Fair enough, and internally consistent, thank you. (Not that you care what I think, I’m sure, but you don’t hear enough on this board about when you’re right and reasonable, so I thought I’d let you know.)
For me, it’s more about informed consent to a surgical procedure with very real risks - and especially greater risks than average for this woman. She was able, apparently, to articulate the possible or even probable outcome to her decision to refuse consent, and that’s enough for me to determine she’s of sound mind and decision making capability. The only other people affected aren’t morally or legally people yet, so I don’t give them the same weight I do her. And very most especially, I’m appalled and outraged - not as a doctor, not as an almost-RN, but as a woman and human being - that this was all done clandestinely, without giving her the opportunity to seek a second opinion or appear before a judge herself to argue her own case. I’d like to think it wouldn’t happen that way now, nearly 30 years later, but I’m really not that confident about it.
It makes me think of a lecture I heard from a medical ethicist (hospitalist and doctor) who assured us that Jehovah’s Witnesses WANT to be forced to take blood or give it to their children. That they won’t be held religiously or morally responsible for it if they refuse it and a judge orders it and they get it anyway, so when they refuse, they’re not really refusing, but asking their doctor to go get a court order so they’re not culpable. I really don’t know which I find more offensive: that some JW’s may indeed think that way and are playing a nudge-nudge-wink-wink game when they’re refusing, or that doctors and ethicists *think *that’s what’s going on in some sort of paternalistic, “of course they can’t REALLY think for themselves so they want us to do it for them” attitude.

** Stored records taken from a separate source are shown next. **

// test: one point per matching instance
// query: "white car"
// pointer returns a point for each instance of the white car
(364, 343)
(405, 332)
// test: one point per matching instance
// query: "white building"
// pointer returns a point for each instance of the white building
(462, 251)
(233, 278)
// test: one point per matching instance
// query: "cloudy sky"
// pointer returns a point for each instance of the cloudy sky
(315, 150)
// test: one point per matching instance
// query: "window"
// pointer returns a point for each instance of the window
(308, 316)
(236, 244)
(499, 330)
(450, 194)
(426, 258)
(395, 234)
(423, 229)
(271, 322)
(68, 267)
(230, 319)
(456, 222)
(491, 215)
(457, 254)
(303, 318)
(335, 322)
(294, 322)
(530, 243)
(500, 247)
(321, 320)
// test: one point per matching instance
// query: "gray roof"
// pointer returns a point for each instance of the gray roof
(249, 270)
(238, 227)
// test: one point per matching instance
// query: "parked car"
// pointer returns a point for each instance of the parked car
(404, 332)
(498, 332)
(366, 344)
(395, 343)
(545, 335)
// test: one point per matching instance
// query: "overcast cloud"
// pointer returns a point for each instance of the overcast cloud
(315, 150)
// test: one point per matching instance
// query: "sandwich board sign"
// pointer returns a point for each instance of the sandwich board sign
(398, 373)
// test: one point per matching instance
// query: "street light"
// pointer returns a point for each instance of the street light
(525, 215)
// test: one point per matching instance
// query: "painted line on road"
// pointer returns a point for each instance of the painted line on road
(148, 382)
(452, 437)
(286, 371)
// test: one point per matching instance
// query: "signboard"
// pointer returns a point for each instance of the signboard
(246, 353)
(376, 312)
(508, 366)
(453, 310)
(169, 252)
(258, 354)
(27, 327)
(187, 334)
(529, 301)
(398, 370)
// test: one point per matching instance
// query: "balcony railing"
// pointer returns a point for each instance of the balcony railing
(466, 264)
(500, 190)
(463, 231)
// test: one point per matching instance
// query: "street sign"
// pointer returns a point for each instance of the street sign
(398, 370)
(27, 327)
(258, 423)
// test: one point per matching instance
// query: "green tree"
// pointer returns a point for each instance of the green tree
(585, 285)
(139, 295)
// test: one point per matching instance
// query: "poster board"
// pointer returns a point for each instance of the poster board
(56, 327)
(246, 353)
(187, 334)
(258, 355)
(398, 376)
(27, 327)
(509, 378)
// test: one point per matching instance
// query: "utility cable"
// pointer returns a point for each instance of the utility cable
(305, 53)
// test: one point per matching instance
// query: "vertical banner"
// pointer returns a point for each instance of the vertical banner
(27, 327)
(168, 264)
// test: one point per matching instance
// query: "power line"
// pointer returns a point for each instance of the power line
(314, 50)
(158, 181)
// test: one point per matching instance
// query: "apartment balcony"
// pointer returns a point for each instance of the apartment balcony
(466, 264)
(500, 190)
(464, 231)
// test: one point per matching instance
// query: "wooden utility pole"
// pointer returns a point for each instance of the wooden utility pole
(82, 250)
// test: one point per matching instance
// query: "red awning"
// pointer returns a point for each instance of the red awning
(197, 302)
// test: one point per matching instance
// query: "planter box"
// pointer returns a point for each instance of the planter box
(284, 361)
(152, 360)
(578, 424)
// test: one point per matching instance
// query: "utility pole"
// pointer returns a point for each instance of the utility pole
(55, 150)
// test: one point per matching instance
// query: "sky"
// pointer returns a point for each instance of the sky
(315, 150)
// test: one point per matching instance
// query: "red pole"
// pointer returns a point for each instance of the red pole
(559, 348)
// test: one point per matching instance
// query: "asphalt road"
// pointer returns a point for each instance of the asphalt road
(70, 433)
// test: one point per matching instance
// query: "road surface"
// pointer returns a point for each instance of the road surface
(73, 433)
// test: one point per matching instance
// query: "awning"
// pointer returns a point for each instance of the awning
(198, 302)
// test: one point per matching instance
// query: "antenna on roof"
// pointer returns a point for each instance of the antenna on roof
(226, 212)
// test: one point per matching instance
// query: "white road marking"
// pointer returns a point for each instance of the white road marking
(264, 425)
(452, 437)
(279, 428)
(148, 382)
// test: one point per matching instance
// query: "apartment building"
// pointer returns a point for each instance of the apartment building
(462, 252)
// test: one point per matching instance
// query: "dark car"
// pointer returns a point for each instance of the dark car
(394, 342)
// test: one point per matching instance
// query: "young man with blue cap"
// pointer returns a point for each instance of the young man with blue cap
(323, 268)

It’s absolutely true that a layperson doesn’t have the knowledge of medicine that a doctor does. Ignoring doctor’s medical opinions entirely is not the way to go, sure. But it’s also true that a doctor doesn’t have the knowledge of each person’s life, values and relationships that the person has. Surely completely ignoring the patient - not even letting her speak for herself to a judge - isn’t the way to go, either.

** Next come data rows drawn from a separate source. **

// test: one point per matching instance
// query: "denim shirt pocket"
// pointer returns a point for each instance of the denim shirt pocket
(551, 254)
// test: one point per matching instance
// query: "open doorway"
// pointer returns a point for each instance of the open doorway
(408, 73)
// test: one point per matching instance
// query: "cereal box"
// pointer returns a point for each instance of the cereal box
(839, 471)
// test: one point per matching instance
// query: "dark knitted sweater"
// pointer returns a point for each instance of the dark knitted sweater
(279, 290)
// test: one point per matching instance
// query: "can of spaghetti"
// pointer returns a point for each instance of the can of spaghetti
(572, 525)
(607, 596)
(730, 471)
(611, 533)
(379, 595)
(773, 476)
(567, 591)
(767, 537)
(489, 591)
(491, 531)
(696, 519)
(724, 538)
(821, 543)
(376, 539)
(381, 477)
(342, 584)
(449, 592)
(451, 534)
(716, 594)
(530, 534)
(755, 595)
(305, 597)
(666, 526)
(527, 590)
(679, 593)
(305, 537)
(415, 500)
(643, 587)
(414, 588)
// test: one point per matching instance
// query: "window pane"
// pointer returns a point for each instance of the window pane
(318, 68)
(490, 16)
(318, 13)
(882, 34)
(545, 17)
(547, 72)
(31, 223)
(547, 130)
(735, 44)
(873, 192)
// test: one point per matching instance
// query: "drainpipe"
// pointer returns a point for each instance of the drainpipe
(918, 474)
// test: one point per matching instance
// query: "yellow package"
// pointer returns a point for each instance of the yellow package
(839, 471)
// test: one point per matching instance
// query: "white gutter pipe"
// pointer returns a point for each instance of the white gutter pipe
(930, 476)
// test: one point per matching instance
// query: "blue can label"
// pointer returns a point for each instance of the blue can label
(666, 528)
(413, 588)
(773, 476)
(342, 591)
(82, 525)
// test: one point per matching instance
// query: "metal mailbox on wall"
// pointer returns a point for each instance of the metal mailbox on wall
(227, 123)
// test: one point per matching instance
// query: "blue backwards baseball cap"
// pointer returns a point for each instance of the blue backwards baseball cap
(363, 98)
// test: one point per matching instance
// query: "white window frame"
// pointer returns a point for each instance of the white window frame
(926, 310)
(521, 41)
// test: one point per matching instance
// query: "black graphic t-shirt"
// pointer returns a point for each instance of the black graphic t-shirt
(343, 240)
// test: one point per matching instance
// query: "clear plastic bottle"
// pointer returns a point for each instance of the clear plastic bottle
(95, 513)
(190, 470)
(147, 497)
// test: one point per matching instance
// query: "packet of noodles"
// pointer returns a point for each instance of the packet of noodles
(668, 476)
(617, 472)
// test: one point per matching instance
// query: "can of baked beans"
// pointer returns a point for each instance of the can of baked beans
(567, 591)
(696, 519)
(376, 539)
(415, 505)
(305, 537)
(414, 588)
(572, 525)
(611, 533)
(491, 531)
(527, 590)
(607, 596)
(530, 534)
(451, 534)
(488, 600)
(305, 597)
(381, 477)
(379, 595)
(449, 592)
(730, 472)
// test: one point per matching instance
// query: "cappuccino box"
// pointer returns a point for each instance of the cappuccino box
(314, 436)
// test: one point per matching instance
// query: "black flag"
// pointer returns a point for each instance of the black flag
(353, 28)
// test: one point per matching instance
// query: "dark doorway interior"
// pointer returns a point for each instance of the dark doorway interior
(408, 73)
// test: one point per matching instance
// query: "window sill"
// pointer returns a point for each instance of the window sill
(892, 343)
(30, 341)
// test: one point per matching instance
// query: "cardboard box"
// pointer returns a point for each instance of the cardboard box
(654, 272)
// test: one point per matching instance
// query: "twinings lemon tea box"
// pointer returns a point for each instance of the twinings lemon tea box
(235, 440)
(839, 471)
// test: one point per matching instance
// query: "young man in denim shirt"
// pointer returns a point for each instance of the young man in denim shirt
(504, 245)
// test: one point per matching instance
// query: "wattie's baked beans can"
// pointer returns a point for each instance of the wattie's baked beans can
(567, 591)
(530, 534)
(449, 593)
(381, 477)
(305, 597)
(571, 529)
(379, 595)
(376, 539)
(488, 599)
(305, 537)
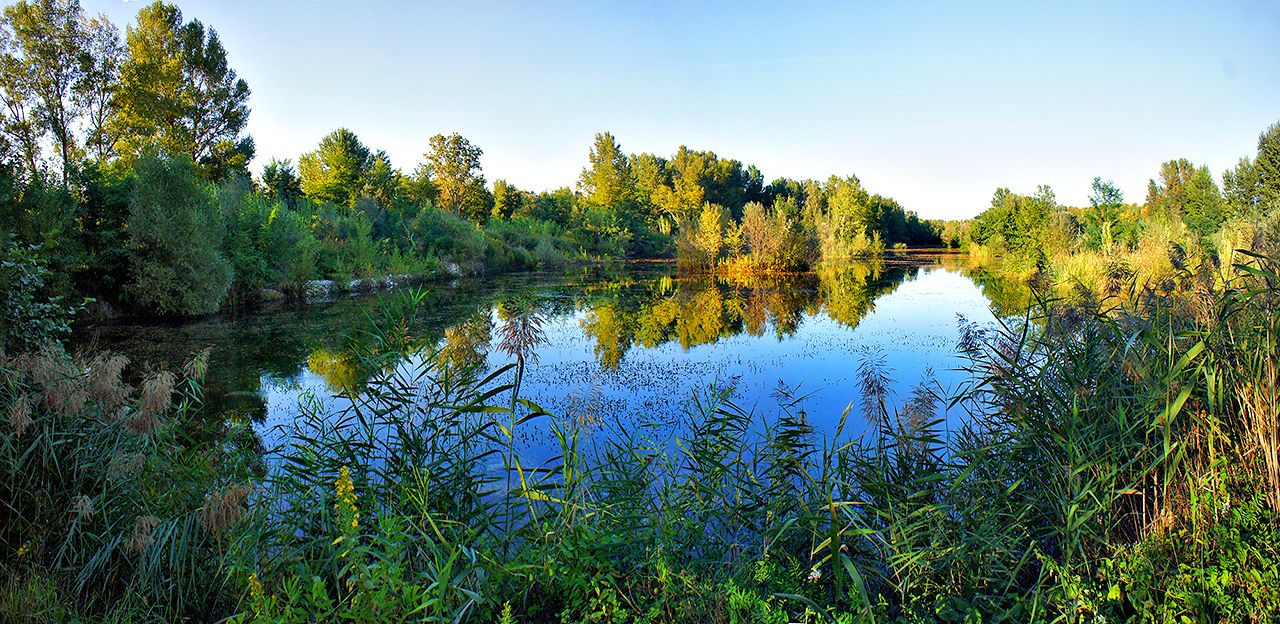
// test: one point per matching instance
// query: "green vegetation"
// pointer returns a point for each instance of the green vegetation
(1185, 220)
(1120, 462)
(101, 140)
(1160, 504)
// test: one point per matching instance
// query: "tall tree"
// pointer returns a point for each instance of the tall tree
(280, 182)
(1169, 196)
(337, 169)
(608, 180)
(174, 234)
(1266, 166)
(456, 171)
(178, 93)
(55, 73)
(1105, 220)
(506, 200)
(1203, 209)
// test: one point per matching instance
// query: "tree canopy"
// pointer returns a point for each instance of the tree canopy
(177, 93)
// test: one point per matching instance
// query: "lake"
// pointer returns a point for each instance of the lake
(621, 345)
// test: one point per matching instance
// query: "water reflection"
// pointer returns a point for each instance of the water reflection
(630, 342)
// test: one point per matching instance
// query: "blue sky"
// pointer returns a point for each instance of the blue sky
(932, 104)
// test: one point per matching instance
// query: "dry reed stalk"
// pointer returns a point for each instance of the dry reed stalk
(1258, 407)
(224, 509)
(82, 507)
(142, 530)
(105, 385)
(126, 464)
(197, 366)
(156, 397)
(19, 414)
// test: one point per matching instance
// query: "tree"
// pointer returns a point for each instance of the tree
(1240, 187)
(336, 171)
(55, 68)
(1203, 209)
(382, 182)
(280, 182)
(30, 317)
(1169, 196)
(419, 188)
(174, 237)
(1105, 219)
(608, 180)
(506, 200)
(456, 171)
(178, 93)
(1266, 166)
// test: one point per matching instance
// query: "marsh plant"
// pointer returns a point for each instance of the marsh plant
(1118, 464)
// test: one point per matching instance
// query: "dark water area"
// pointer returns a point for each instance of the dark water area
(622, 347)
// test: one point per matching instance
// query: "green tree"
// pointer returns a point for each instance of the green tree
(419, 188)
(280, 182)
(174, 235)
(1169, 196)
(382, 182)
(337, 169)
(608, 180)
(1240, 187)
(55, 72)
(456, 171)
(1105, 220)
(178, 93)
(649, 173)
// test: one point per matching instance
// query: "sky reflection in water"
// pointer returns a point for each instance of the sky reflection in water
(631, 351)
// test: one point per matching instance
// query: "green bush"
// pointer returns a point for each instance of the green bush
(30, 319)
(174, 235)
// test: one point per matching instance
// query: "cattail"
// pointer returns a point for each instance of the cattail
(19, 416)
(196, 367)
(126, 464)
(142, 530)
(105, 386)
(224, 509)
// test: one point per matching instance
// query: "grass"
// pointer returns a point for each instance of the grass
(1119, 464)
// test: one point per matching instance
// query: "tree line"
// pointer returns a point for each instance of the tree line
(124, 164)
(1185, 212)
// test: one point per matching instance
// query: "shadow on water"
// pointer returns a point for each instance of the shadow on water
(624, 343)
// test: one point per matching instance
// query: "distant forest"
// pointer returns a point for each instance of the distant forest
(124, 178)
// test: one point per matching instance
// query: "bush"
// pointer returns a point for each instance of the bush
(103, 492)
(30, 317)
(174, 234)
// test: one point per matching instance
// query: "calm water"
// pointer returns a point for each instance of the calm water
(625, 345)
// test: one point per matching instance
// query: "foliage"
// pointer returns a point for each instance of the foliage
(174, 234)
(178, 95)
(30, 317)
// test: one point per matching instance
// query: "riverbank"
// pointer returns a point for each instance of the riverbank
(711, 524)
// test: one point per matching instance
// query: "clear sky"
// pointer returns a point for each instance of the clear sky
(932, 104)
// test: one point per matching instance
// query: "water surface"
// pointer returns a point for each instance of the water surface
(622, 347)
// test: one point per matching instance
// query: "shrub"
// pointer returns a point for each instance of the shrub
(174, 234)
(30, 317)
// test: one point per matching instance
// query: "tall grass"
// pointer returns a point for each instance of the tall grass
(1118, 464)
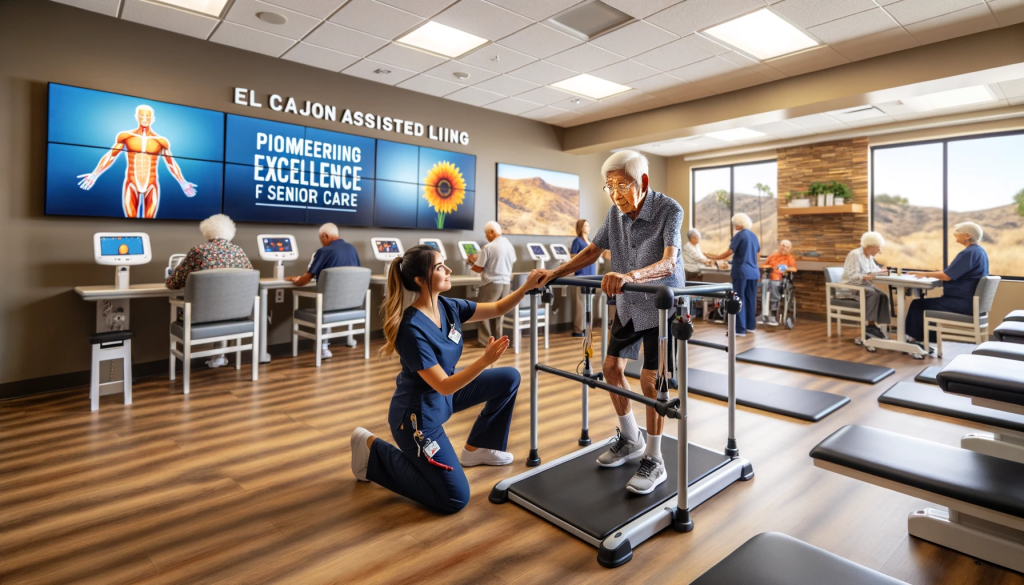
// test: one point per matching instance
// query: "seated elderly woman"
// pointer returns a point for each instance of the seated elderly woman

And…as the thread has moved on as I’ve been typing…SERIOUSLY? You’d rather have a dermatologist 30 years out of medical school deliver your baby than a CNM, if those were your only options? Okay, now you’re back into crazyland… You have absolutely zero idea how modern medicine works. Nurses, even those who aren’t CNMs, are not doctor’s helpers. We haven’t been for more than 100 years now. We’re competent medical professionals in our own right, and in the case of a CNM, that includes delivering all care during pregnancy, labor and delivery in all but a small percentage of pregnancies. Are there some things outside the expertise of a CNM? Yes, and doing the c-section procedure is one of them. But it would also be outside the expertise of the vast majority of doctors, too!